Le cœur

Le cœur battant, les yeux écarquillés et le souffle court, Aljère refusait de croire ce qu’il venait de se passer. Il déglutit péniblement, l’esprit à des lieues de la réalité. Il tentait de retracer les dernières secondes avec une frénésie avide de repères fiables. La main posée contre le mur, comme ancrée à une surface toute tangible, l’archilleur se rappelait de l’expression de son homologue, à la fois amusée et concentrée. Aljère revit Allir enfiler un anneau, puis prononcer quelques mots étranges, son visage se crispant sous l’effort. Il l’avait ensuite attrapé au col, tourné sur place, avant de le propulser au-dessus du vide. Aljère n’avait réellement compris qu’il se trouvait à de trop nombreux mètres du sol qu’à l’instant où il pénétrait dans le bâtiment de l’autre côté. Il regarda un instant ses jambes tremblantes.
« Là ! hurla un garde au bout du couloir. Tu vois que j’avais entendu quelqu’un crier. Ne bougez pas ! »
Allir fit soudainement son entrée par le même chemin qu’Aljère, tandis que le mercenaire dégainait son épée d’un air menaçant. L’archilleur ôta son anneau, sourit en l’observant, puis se tourna vers la maison qui les avait accueillis, fier. Il avait les traits tirés et le visage légèrement blanc. Aljère s’avérait incapable de maîtriser la magie, n’y ayant pas été formé, mais il n’ignorait pas qu’elle puisait fortement dans les réserves de son utilisateur.
« Je t’avais bien dit que ça marcherait, souffla Allir. Sans compter que pour la discrétion, on ne fait pas mieux.
– Non, tu ne me l’avais pas dit. Tu as même été plutôt silencieux au sujet de ton plan. Surtout que… poursuivit Aljère en pointant les deux gardes du doigt.
– Alerte ! hurla l’un d’eux. Des intrus. »
Les deux archilleurs croisèrent leur regard avant de s’enfuir à toutes jambes. Sourds aux injonctions de leurs poursuivants, et à la possibilité que le sol se dérobe sous leurs pas, ils couraient dans les couloirs arrondis, fissurés, tristes. Après tout, le bâtiment avait tenu jusque-là, il continuerait de le faire pour quelque temps encore. N’est-ce pas ?
Avec une vague idée du chemin à suivre pour atteindre leur destination, celle qu’ils pensaient abriter le cœur d’Avizaar, les deux fuyards prirent sur leur droite, puis à gauche et encore à gauche.
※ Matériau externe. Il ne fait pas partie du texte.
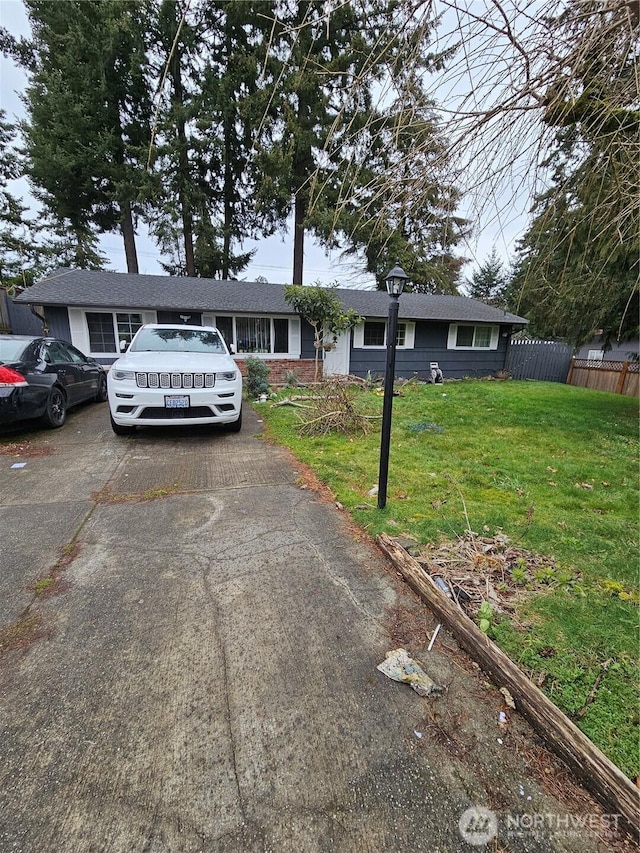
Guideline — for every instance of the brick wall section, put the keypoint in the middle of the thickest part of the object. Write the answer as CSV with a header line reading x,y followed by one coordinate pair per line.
x,y
303,368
La voie s’étira alors sur une vingtaine de pas.
Les bruits de leurs poursuivants s’intensifiaient, tant à cause de leur proximité que de leur nombre. Allir et Aljère se faufilèrent sur leur droite, craignant de plus en plus de se perdre dans ce lieu trop peu connu. Pourtant, à quelques pas de là, alors que l’arrondi des murs la leur cachait, ils parvinrent à destination. Du moins le pensèrent-ils au vu des deux gardes stationnés devant une porte. Les archilleurs tirèrent leur épée en même temps que leurs cibles. Mais Allir fit signe à son confrère de ralentir. Muni de son premier anneau, lui-même força l’allure. Arrivé à un mètre d’eux, il se couvrit d’une couche de pierre et fondit sur les deux hommes.
La violence du choc les assomma sur le coup. Satisfait du résultat, il s’engouffra dans la pièce et eut l’assurance d’avoir trouvé la bonne. En son centre se tenait fièrement le pilier dessiné dans le livre qui lui avait permis de déchiffrer le secret des cités volantes.
Allir laissa entrer Aljère, puis referma la porte derrière lui et, puisant dans son énergie, la renforça d’une épaisse couche de pierre. La main posée sur la roche, il tira sa flûte et la confia à son confrère. Il lui restait une dernière chose à faire, une action qui l’épuiserait sans doute, et qui l’empêcherait de jouer la nouvelle mélodie. Pour parvenir à leur fin, Allir devait abandonner l’ultime tâche à Aljère, lâcher prise, et croire en sa bonne foi.